3. Example. Let’s say we have a professional gamer called “Noobienoob”. Noobienoob is not a US citizen and not a permanent resident of the US. Noobienoob is from Norway but he regularly travels to the United States to take part in eSport competitions, meet his fans, discuss advertising opportunities et cetera, et cetera. In the current year, Noobienoob is physically present in the US for a total of 120 days. Last year, Noobienoob was in the US for a total of 150 days. The year before that Noobienoob was in the US for 90 days. Is Noobienoob a US taxpayer? And the answer is, drum roll, yes, he is. Let’s get to the two part test. Part one of the test, in the current year was Noobienoob in the US for at least 31 days?
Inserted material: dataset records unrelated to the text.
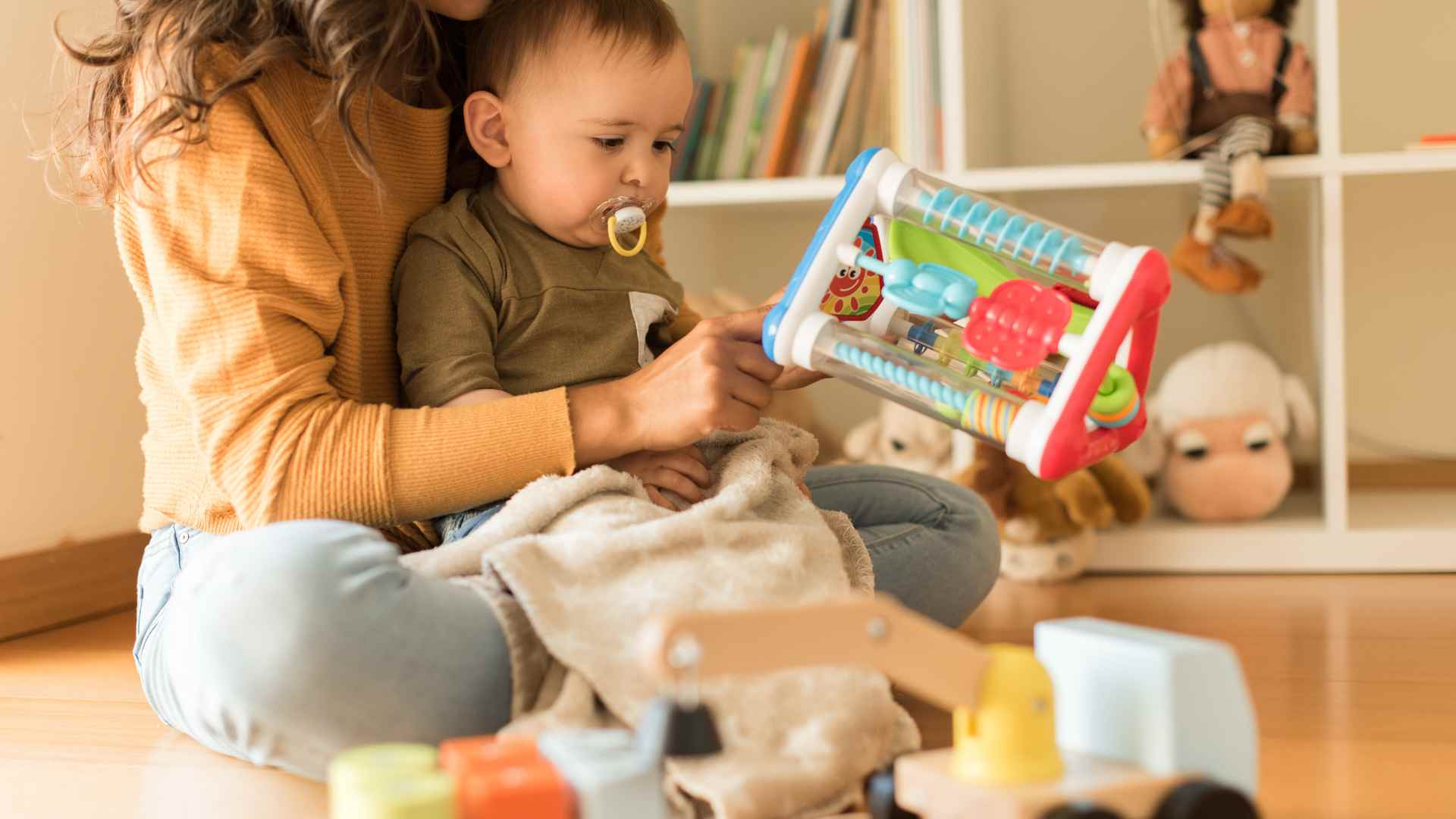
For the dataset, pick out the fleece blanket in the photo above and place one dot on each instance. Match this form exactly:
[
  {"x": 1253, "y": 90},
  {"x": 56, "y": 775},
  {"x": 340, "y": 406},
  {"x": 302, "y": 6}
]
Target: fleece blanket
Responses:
[{"x": 574, "y": 567}]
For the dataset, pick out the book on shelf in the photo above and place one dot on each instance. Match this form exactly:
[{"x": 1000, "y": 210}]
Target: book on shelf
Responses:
[
  {"x": 788, "y": 114},
  {"x": 840, "y": 71},
  {"x": 712, "y": 137},
  {"x": 767, "y": 99},
  {"x": 851, "y": 131},
  {"x": 746, "y": 93},
  {"x": 691, "y": 139},
  {"x": 808, "y": 102}
]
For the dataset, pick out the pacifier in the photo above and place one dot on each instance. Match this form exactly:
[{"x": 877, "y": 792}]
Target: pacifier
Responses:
[{"x": 625, "y": 215}]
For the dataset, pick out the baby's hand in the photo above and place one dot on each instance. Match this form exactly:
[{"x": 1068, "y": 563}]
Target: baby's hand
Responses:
[{"x": 680, "y": 471}]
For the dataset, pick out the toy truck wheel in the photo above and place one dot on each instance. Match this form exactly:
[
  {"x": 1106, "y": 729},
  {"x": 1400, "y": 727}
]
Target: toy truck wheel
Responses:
[
  {"x": 1081, "y": 811},
  {"x": 880, "y": 796},
  {"x": 1201, "y": 799}
]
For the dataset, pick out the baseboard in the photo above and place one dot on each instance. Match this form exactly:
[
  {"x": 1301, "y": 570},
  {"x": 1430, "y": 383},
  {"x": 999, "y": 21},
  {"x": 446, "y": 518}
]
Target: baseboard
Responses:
[{"x": 71, "y": 582}]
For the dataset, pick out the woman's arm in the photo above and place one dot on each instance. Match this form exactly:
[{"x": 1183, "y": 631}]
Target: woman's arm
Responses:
[{"x": 245, "y": 303}]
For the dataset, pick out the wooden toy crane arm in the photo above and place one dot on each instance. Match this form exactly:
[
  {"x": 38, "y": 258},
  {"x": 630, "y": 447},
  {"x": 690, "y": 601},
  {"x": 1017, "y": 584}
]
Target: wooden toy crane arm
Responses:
[{"x": 919, "y": 654}]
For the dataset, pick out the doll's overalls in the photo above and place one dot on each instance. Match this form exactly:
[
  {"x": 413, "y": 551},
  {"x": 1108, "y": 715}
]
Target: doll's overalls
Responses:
[{"x": 1248, "y": 123}]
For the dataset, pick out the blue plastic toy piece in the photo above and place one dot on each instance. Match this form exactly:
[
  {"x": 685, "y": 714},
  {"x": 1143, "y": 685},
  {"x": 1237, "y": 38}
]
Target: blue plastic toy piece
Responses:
[
  {"x": 995, "y": 228},
  {"x": 927, "y": 289}
]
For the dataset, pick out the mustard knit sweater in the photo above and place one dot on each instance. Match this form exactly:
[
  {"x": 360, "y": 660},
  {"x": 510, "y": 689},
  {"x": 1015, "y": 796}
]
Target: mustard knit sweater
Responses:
[{"x": 262, "y": 261}]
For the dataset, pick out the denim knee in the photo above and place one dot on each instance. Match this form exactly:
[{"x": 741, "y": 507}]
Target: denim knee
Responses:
[
  {"x": 256, "y": 624},
  {"x": 946, "y": 563}
]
Yes, he was in the US, he was in the US for 120 days in the current year. Part two of the test, adding up this year and the two years before that, was Noobienoob in the US for at least 183 days? Yes. In the current year, he was in US for 120 days. Remember one day in the current year is one day, so he was here for 120 days. Last year, he was in the US for 150 days. One day last year is one-third of a day. So, one-third of 150 days is 50 days. The year before that he was in the US for 90 days, here one day equals to one-sixth of the day. So, one-sixth of 90 is 15 days, then what you do is just add up all the days. So 120 days, plus 50 days, plus 15 days equals to 185 days. So, yes, he was present for more than 183 days. Conclusion, Noobienoob is considered a US taxpayer. This is the case unless Noobienoob falls under the exception provided by the law.
4. Now What? If you are a US taxpayer, you’ll then need to work out how to handle both the money you make domestically and internationally. Some of the biggest problems you’ll face is understanding how to handle the money being earned from foreign sources. There really is a lot to cover here and there’s a lot of funny sounding technical terms such as GILTI, 245A Income, Subpart F. Don’t worry about that now. As I mentioned earlier, we will dedicate a video on this at a later date. You will also need to consider whether you need to pay tax to a foreign country in addition to paying tax in the US. If you are not a US taxpayer, then your tax home is in another country. But does that mean that you don’t have to pay any US taxes? No, you may still have to pay tax on any money you make that comes from the US if the income is effectively connected to a trade or business, or if the money is some kind of investment type income coming from the US like dividends from shares, interest payments from a bond, royalty payments from the US. To cover how all this works will take a lot of time. So again, we’ll have to reserve this for another video.
So, we’re gonna call that a day, right? So, thanks for watching. You’ve been watching Lemmy and this is eSports and the Law, live your life and do what you got to do.